Resonon Hyperspectral — Line-Scan VNIR/SWIR Imaging in Gemmological Research
Resonon Hyperspectral — Line-Scan VNIR/SWIR Imaging in Gemmological Research
American-built hyperspectral cameras applied to gemstone identification, treatment detection, and origin work
Resonon Inc. is a Bozeman, Montana-based manufacturer of line-scan hyperspectral imaging cameras whose instruments have been adopted in advanced gemmological laboratory and research applications, particularly for non-destructive identification, treatment detection, and origin determination work that depends on the spatial mapping of subtle absorption features. The Resonon name appears in research literature on coloured stones from approximately the early 2010s onward, alongside hyperspectral instruments from competing manufacturers including Specim and Norsk Elektro Optikk.

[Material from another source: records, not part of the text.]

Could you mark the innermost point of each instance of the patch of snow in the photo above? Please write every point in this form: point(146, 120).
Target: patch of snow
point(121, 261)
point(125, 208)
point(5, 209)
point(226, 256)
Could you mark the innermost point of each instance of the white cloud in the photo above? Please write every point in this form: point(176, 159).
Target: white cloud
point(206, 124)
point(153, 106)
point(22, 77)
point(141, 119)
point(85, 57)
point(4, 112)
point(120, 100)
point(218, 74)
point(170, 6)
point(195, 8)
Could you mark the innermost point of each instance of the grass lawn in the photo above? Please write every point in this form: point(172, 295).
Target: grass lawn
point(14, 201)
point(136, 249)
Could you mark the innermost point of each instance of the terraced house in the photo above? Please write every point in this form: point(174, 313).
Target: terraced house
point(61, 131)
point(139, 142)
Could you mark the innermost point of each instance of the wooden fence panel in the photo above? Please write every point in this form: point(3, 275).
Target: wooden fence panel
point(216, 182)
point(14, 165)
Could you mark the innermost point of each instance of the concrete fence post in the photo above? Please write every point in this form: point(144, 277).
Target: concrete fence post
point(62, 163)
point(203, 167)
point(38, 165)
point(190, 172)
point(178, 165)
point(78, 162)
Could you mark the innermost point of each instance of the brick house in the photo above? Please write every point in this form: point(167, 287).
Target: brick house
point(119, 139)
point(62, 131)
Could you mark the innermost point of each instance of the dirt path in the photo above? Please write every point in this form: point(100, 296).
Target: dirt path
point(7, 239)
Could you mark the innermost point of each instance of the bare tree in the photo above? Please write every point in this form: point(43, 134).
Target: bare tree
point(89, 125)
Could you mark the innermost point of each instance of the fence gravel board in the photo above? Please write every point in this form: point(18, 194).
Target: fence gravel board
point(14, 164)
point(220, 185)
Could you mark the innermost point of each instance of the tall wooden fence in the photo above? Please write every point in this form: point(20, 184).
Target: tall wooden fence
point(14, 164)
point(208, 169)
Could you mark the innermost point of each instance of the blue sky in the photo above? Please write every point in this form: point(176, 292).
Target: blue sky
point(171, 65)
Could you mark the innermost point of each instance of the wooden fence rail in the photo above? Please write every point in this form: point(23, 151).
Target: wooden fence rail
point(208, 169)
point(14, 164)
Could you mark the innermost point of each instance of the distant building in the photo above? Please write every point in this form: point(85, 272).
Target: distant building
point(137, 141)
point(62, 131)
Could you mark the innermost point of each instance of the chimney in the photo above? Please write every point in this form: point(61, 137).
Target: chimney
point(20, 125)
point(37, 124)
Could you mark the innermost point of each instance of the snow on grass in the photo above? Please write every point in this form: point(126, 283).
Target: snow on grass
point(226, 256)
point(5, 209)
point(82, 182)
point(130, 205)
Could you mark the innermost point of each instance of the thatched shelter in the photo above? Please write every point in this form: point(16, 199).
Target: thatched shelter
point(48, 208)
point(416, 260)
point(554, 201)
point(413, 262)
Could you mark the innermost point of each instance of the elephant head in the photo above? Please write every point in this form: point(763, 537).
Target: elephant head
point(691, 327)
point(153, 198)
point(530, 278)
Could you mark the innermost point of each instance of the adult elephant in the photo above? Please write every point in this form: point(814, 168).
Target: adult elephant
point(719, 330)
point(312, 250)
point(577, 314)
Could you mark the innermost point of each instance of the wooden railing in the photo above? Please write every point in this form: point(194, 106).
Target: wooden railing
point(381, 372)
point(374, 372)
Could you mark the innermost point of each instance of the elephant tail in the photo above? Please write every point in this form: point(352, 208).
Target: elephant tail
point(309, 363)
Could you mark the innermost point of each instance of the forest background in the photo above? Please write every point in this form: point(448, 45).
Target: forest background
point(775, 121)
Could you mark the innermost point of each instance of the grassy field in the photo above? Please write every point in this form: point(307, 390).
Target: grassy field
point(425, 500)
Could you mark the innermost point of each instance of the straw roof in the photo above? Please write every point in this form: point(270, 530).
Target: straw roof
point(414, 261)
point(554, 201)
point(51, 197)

What hyperspectral imaging captures
A hyperspectral imager simultaneously captures spatial information (where in the sample) and spectral information (what wavelengths of light are absorbed at each location). The result is a three-dimensional data cube — two spatial axes plus one spectral axis — in which each pixel contains a complete spectrum across the instrument's spectral range. Resonon's commercial product line includes VNIR instruments operating across the visible and near-infrared (approximately 400 to 1000 nanometres) and SWIR instruments operating in the short-wave infrared (approximately 900 to 2500 nanometres). The two ranges together cover the principal absorption regions for trace-element-induced colour, hydroxide and water-related features, and many treatment indicators.
Line-scan architecture
Resonon's instruments are built on a line-scan (push-broom) architecture, in which the sample or the camera moves perpendicular to a slit while the spectrograph captures one line of pixels at all wavelengths simultaneously. Building up a complete spatial image requires sweeping the slit across the sample, and the instrument is therefore typically mounted on a translation stage or scanning platform. The line-scan approach is well suited to laboratory work on cut gemstones, where the sample can be precisely positioned and translated, and provides high spectral resolution across hundreds of contiguous bands.
Applications in gemmology
Hyperspectral imaging has been applied to coloured-stone work in research-grade laboratories for several purposes: identifying species and varieties through their characteristic absorption signatures; detecting treatment indicators such as the broad bands associated with beryllium-diffused corundum; mapping the spatial distribution of zoning, colour-causing trace elements, and fluid inclusions; and supporting origin determination by quantitative analysis of trace-element absorption features. The instruments are not part of standard commercial laboratory practice — they are too expensive and require too much expertise — but they have become important in the research divisions of the larger laboratories and in academic gemmological research.
Trade context
For dealers and collectors, Resonon and similar hyperspectral instruments do not appear directly in commerce. Their relevance is indirect: research conducted with these instruments informs the criteria that commercial laboratories use for routine identification and treatment-detection work. As hyperspectral methods mature and as the spectral signatures of different treatments become better characterised, the resulting body of knowledge enters laboratory practice through written guidance, training, and the calibration of standard commercial instruments such as ultraviolet-visible-near-infrared spectrometers and Fourier-transform infrared instruments.